Neste aspecto, observa-se a importância da oferta de percursos variados e envolvidos com a fauna e flora que conduzam ao mesmo destino, seja dentro de uma edificação, de um bairro ou de uma cidade. Isso não apenas promove a variedade de estímulos, como também, favorece um desenvolvimento intelectual e evolutivo de forma saudável dos indivíduos, visto sua presença em ciclos naturais aos seres vivos. Atentando-se aqui à necessidade de esses percursos serem igualmente estimulantes, atraentes e confortáveis à escala e aplicabilidade dos pedestres, uma vez que é por meio da percepção sensorial e emocional que o cérebro qualifica as emoções envolvidas e percepções espaciais relacionadas, atribuindo ou resgatando importância e significado dependendo da riqueza experiencial de tais vivências.
No aspecto das funcionalidades, o fato de edificações e estruturas urbanas serem elementos, em grande parte rígidos, sólidos, inflexíveis e estáticos, alerta-se à necessidade do cuidado em sua concepção a respeito da contextualização, flexibilidade, transformação, adaptabilidade de usos e, principalmente, da integridade de uma relação saudável entre a massa inanimada e o ambiente natural; entre os usuários e as demais espécies existentes. É esse cuidado que favorece a criação de lugares atraentes em diferentes tempos de existência, de sentimentos de pertencimento e acolhimento dentre os usuários e permite a readequação dos espaços, o remanejamento de circunstâncias, a variações de estímulos e o favorecimento de novos comportamentos quando os sistemas, em suas constantes alterações naturais, apresentarem novas tendencias, vocações e necessidades.
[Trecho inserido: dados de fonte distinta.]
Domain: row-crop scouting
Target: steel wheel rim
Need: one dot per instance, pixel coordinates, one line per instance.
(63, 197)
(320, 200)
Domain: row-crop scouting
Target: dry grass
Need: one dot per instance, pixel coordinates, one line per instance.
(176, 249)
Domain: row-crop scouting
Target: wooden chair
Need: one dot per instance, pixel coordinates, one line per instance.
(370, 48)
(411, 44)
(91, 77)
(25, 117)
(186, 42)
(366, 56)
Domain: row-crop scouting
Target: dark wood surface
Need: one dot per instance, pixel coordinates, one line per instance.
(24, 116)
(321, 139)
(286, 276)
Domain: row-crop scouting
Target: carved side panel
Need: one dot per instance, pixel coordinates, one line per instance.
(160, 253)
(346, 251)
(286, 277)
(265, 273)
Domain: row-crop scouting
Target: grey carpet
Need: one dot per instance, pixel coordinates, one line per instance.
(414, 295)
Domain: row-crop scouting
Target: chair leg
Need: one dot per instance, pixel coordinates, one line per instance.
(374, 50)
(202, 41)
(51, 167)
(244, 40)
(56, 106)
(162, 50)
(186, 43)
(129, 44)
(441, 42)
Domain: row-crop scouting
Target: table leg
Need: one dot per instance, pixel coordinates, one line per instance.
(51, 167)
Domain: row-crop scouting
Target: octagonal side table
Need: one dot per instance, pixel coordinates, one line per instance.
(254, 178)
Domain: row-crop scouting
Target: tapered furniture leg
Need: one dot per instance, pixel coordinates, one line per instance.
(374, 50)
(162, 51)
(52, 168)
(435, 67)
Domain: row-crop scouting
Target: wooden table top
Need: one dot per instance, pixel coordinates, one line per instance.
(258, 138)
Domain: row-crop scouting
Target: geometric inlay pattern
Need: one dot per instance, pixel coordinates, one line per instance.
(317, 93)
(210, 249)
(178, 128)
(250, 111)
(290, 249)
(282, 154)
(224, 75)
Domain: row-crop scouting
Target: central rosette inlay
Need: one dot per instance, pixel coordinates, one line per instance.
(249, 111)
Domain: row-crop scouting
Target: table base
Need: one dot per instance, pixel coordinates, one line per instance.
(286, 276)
Por fim, reflete-se que a saúde e o bem-estar do ser humano também estão relacionadas à percepção de beleza pelo cérebro, seja por meio de identificação de simetrias podendo ser representadas ou aludidas em cores, linhas, formas compostas por elementos naturais ou artificiais; seja por meio de ativação de processamentos de recompensa e prazer através de estímulos sensoriais; seja por meio de ambientes propícios à comportamentos justos, amáveis, generosos, inclusivos através do cuidado na concepção de projetos integrativos, contextualizados, potencializadores, flexíveis. Mas, principalmente, pela combinação de uma pluralidade harmônica entre indivíduos, espécies, sistemas – uma fusão de elementos e fatores variados, coerentes, conectados e interativos entre si. Isso permite, não somente, a proliferação da diversidade do mundo natural, como também, uma coexistência saudável e uma evolução equilibrada entre os sistemas.